Boneka Kelinci


Tuk! 

Kepala boneka kelinci menimpa lenganku yang sedang menulis. Ah, kelincut-ku yang sudah lusuh. Sudah berapa tahun berlalu sejak kedatanganmu? Saking lamanya aku sampai tidak ingat kapan tepatnya. Yang jelas, di mataku kau masih tampak lucu, meski gigimu sudah robek, telingamu letoi, dan ada bekas tambalan jahitan di sekujur tubuhmu. Kamu tetap kelincut tersayangku. 

Terima kasih telah hadir dan menemani kesepianku. Kalau tidak ada kamu, entah bagaimana aku melalui hari-hari seorang diri. 

Dulu, setiap pulang sekolah kita selalu bermain bersama. Pernah beberapa kali kamu berperan sebagai anakku. Aku berpura-pura mengandung, melahirkan, dan merawatmu. Persis seperti mama ketika adikku hadir di tengah-tengah kami. Bagaimana perasaanmu, ya, ketika aku memperlakukanmu seperti bayi manusia? Menggelikan, ya? Apa menjatuhkan martabatmu sebagai boneka hewan? Maaf, deh, sekarang sudah tidak begitu lagi, kok. 
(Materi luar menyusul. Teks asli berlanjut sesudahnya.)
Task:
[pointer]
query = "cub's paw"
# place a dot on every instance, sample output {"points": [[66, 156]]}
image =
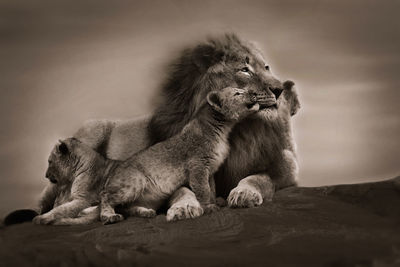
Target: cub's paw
{"points": [[142, 212], [221, 202], [244, 197], [209, 208], [43, 219], [181, 212], [111, 218]]}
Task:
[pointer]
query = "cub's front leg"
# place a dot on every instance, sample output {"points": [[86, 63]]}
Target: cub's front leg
{"points": [[251, 191], [254, 189], [68, 210], [199, 182], [47, 198]]}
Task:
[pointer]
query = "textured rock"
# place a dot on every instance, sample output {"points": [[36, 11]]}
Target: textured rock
{"points": [[343, 225]]}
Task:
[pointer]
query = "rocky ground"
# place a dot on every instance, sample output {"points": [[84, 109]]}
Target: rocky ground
{"points": [[343, 225]]}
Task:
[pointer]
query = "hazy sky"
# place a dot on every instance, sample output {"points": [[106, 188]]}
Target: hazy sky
{"points": [[62, 63]]}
Oh, iya. Apa kamu ingat ketika kamu berperan sebagai pembantu di rumahku? Kamu berpura-pura membersihkan kamarku, padahal aku sendiri yang membereskannya. Lalu, aku juga memberimu gaji dengan uang receh dua ratus perak. Apa kamu jadi boneka terkaya? Sepertinya tidak, ya, karena setelah itu uangnya aku ambil lagi. Kasihan sekali kamu harus jadi budakku. 
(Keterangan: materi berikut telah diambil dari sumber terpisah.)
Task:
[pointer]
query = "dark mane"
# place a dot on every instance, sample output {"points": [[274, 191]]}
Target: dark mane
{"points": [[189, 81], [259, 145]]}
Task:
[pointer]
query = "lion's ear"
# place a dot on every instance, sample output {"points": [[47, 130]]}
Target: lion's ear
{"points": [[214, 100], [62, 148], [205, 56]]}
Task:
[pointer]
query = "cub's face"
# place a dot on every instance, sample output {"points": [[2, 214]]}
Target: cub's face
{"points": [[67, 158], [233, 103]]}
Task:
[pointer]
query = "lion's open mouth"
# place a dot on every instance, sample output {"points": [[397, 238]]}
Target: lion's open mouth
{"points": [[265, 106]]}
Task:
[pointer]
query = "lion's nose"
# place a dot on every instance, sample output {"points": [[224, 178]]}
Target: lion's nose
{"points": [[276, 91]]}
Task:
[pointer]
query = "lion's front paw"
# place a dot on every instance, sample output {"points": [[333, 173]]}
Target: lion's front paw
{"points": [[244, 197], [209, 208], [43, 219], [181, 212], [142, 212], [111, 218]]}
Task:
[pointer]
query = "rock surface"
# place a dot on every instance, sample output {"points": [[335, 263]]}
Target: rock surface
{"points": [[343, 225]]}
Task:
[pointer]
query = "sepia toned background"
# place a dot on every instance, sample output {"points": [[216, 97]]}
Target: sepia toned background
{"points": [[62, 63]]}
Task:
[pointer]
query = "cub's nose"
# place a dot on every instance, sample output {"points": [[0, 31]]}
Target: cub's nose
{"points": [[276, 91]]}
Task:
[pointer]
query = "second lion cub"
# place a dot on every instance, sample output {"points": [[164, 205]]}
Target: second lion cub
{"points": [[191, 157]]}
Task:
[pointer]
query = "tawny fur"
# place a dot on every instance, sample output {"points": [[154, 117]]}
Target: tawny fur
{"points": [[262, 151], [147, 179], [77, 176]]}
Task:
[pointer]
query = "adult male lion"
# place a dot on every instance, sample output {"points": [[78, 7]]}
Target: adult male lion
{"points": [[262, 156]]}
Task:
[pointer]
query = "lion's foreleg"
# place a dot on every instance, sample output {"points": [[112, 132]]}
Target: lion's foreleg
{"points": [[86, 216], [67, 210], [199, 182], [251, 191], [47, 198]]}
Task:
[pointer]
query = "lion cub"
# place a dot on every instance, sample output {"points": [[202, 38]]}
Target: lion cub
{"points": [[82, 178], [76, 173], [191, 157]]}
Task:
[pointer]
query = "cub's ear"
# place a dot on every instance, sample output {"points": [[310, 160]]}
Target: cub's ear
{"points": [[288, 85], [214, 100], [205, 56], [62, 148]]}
Ayah pernah bilang dia mendengar suara berisik dari luar kamarku. Beliau pikir di dalam ada teman-temanku, tapi setelah dia membuka pintu hanya ada aku dan kamu serta boneka lain. Aku dipuji karena bisa meniru beberapa suara yang berbeda. Kamu ingat, kan? Setelah ayah keluar kamar, kita tertawa dan melanjutkan pesta minum teh. 

Oh, benar. Selain bermain sandiwara, aku juga sering curhat padamu. Menceritakan bagaimana sikap teman-teman padaku di sekolah, atau hari-hari ujian yang melelahkan. Setelah bercerita panjang lebar, aku akan menangis, dan aku menggerakkan tanganmu untuk menyeka air mataku. Kemudian, aku akan kembali tersenyum setelah melihat senyum lebar di wajahmu. Aku pikir kamu lebih hebat dariku karena selalu tersenyum bahagia. 

Tahu, tidak? Aku selalu tidak tega ketika melihatmu direndam air deterjen di bak oleh mama. Ketika tubuhmu disikat secara kasar sampai keluar banyak busa. Atau ketika kamu dijemur di bawah terik matahari. Pasti tidak enak, ya, mengalami itu? Maaf, tapi kalau tidak dicuci kamu bau pesing. Demi kebaikanmu juga, kan. Tahan sebentar, ya, habis itu kita bermain lagi sampai puas. 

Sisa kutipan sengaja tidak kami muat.